La fraîcheur des grands principes

C’est l’un des charmes discrets de cette écologie de guichet : elle aime parler de résilience depuis des locaux où l’on a pris soin de rendre la résilience moins urgente. Durant une canicule précoce et d’une intensité remarquable, les agents de l’ADEME n’ont manifestement pas eu à arbitrer entre productivité et sueur dorsale. Ils n’ont pas davantage attendu le dernier recours, cette formule si pratique lorsqu’elle s’adresse aux autres. Le refroidissement a été intégré à l’architecture, à la gestion du bâtiment, au fonctionnement normal de l’institution. La sobriété, oui, mais pas au point de compromettre le confort de ceux qui en rédigent le mode d’emploi.



Deux climats, deux morales

Cette contradiction n’est pas un simple détail d’urbanisme. Elle résume, avec une précision presque comique, le principe de l’écologie punitive à deux vitesses. D’un côté, le particulier sommé de subir la chaleur avec gratitude, faute de quoi il deviendrait individualiste, irresponsable, voire climaticide. De l’autre, les institutions, les agences, les bureaux d’experts et leurs machines bien réelles, qui savent très exactement à quel moment la théorie doit céder devant la température ambiante. On explique que la climatisation aggrave le réchauffement, qu’elle doit rester exceptionnelle, qu’il faut apprendre à vivre autrement ; puis, lorsque la chaleur atteint les étages administratifs, les priorités retrouvent soudain une fraîcheur très concrète.

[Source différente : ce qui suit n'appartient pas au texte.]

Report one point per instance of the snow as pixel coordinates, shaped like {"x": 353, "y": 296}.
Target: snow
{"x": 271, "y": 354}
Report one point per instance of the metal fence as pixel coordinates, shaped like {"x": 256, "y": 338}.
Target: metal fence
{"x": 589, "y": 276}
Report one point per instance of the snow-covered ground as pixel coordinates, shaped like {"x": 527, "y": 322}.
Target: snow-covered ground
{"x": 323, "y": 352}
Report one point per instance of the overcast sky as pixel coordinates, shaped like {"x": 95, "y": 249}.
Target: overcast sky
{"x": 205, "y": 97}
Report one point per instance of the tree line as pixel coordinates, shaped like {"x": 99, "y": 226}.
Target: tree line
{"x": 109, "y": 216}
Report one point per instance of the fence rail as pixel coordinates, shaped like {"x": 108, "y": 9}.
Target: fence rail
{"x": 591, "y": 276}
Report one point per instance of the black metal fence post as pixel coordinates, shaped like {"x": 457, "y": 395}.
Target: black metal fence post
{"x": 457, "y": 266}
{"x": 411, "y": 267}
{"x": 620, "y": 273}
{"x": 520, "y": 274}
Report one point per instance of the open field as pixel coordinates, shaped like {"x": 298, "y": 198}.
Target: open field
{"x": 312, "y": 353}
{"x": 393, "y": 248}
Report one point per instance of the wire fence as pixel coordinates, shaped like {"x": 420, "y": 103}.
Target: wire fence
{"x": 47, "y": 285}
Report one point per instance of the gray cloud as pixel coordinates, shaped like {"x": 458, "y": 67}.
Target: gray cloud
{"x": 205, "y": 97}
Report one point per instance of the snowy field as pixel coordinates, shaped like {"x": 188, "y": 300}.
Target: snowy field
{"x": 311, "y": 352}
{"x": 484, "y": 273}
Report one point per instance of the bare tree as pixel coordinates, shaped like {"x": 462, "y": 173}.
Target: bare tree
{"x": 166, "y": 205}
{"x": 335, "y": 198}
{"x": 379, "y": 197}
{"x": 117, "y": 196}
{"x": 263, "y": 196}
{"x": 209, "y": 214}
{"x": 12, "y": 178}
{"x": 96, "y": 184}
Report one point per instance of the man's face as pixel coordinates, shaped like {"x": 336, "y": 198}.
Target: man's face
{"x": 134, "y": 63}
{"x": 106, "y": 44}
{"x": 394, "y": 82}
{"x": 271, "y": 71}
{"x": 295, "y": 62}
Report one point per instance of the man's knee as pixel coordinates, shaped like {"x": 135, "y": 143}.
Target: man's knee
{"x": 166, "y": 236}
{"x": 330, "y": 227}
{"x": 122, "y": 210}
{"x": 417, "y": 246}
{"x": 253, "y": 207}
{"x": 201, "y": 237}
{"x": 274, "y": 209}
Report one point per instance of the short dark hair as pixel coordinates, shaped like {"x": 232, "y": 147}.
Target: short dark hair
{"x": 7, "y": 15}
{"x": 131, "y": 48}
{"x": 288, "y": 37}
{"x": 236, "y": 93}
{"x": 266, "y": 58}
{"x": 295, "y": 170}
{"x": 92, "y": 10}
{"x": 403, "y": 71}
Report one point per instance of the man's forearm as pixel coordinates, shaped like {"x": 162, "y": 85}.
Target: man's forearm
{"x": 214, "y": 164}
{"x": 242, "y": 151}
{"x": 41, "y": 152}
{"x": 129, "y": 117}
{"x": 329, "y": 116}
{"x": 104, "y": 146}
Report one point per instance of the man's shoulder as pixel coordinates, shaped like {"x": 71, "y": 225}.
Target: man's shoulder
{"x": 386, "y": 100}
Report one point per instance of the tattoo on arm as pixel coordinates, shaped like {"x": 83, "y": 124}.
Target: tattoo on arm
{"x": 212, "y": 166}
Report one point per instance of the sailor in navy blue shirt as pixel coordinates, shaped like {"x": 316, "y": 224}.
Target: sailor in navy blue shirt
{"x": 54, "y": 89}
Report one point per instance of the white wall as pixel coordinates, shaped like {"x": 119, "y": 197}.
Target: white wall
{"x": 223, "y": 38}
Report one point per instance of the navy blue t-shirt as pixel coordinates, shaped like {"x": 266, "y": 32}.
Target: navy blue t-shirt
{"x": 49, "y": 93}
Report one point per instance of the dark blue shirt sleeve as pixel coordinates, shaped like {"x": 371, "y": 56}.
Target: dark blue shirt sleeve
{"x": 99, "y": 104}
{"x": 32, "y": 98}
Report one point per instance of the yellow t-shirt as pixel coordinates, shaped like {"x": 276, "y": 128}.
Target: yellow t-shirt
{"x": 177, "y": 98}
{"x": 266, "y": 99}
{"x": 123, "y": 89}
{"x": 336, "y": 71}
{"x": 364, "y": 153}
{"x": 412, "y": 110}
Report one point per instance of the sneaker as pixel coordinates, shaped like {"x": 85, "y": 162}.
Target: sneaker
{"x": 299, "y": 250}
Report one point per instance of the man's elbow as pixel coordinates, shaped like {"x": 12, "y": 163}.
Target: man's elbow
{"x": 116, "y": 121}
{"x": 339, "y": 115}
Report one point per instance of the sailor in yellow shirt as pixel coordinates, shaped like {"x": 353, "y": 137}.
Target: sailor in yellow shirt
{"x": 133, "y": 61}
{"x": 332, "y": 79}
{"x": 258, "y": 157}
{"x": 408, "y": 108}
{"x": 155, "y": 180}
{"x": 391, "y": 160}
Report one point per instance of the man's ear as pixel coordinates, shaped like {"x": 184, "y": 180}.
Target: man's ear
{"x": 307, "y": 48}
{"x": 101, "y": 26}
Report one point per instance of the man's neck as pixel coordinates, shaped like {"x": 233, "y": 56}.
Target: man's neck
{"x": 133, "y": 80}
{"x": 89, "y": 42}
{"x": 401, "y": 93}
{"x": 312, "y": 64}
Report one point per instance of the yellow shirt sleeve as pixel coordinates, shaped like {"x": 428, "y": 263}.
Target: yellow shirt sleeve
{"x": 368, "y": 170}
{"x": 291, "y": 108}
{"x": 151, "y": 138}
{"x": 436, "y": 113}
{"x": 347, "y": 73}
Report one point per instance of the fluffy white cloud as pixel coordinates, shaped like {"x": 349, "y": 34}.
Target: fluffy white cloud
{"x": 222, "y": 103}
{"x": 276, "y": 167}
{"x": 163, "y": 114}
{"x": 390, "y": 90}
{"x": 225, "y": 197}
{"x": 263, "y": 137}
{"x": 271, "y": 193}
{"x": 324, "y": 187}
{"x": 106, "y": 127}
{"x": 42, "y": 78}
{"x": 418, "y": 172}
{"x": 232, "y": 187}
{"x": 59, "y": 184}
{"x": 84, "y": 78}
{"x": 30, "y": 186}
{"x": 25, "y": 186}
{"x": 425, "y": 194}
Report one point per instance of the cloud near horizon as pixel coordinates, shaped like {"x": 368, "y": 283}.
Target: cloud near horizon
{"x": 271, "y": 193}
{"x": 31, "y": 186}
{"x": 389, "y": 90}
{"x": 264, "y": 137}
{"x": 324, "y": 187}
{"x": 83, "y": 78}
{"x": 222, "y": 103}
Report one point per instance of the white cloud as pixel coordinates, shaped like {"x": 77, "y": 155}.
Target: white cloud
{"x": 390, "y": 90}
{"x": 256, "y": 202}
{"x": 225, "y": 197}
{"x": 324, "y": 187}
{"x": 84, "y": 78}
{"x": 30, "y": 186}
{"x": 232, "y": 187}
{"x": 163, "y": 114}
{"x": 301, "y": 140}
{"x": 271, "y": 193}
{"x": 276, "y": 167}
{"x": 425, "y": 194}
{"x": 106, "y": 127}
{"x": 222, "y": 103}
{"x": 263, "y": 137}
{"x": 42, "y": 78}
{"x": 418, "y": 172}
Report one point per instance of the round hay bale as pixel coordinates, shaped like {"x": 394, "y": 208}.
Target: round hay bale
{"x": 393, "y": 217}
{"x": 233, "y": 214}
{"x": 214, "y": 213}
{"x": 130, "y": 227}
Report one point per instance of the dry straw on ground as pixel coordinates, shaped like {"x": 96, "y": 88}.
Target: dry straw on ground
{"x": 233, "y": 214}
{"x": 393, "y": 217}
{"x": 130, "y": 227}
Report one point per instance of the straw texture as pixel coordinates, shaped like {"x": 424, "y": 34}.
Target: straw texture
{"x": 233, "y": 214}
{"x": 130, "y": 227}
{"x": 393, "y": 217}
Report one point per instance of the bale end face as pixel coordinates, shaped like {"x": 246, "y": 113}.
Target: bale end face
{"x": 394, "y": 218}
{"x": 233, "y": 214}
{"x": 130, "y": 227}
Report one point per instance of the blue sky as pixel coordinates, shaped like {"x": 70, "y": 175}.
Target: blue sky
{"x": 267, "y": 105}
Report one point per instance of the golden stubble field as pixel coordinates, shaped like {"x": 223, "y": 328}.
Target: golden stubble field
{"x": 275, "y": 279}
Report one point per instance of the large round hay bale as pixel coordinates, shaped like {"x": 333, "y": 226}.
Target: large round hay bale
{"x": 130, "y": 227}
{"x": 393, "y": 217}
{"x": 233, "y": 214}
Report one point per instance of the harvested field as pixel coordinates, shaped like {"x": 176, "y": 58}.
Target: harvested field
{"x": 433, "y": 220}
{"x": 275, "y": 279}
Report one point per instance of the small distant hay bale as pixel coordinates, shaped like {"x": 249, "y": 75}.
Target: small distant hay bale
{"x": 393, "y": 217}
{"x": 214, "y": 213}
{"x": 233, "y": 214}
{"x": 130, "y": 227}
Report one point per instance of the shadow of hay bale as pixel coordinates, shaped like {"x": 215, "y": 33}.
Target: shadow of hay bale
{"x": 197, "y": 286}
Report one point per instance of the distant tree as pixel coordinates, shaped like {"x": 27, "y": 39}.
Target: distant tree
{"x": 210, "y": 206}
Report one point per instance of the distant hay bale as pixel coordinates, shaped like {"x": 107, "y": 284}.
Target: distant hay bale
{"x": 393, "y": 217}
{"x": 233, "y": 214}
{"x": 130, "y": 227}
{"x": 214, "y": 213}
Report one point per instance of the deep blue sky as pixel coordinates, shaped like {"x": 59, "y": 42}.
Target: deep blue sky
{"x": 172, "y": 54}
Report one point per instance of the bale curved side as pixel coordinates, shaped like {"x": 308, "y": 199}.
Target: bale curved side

Le privilège du thermostat

L’ADEME peut continuer à publier des guides pour apprendre aux Français à modérer leurs usages, à différer leurs envies de fraîcheur et à transformer leur logement en laboratoire de sobriété. Elle peut rappeler, schémas à l’appui, qu’un volet fermé vaut parfois mieux qu’un climatiseur mal réglé. Mais l’image demeure cruelle : l’agence qui moralise la climatisation semble, elle aussi, connaître les vertus d’un air intérieur moins hostile. Comme souvent, le discours public supporte très bien la privation, surtout lorsqu’elle concerne quelqu’un d’autre.

La leçon thermique du réel

Au fond, cette affaire rappelle une vérité simple, presque vulgaire, donc rarement imprimée dans les rapports officiels : quand il fait réellement chaud, même les prédicateurs climatiques apprécient les machines qui empêchent de fondre sur place. Les Français, eux, pourront méditer cette belle leçon d’exemplarité institutionnelle en attendant la fin de l’épisode caniculaire. Qu’ils se rassurent : leur inconfort aura au moins une utilité civique. Il permettra de préserver intact le grand récit de la sobriété heureuse, cette admirable idée selon laquelle la chaleur se supporte mieux quand elle est vécue par les autres.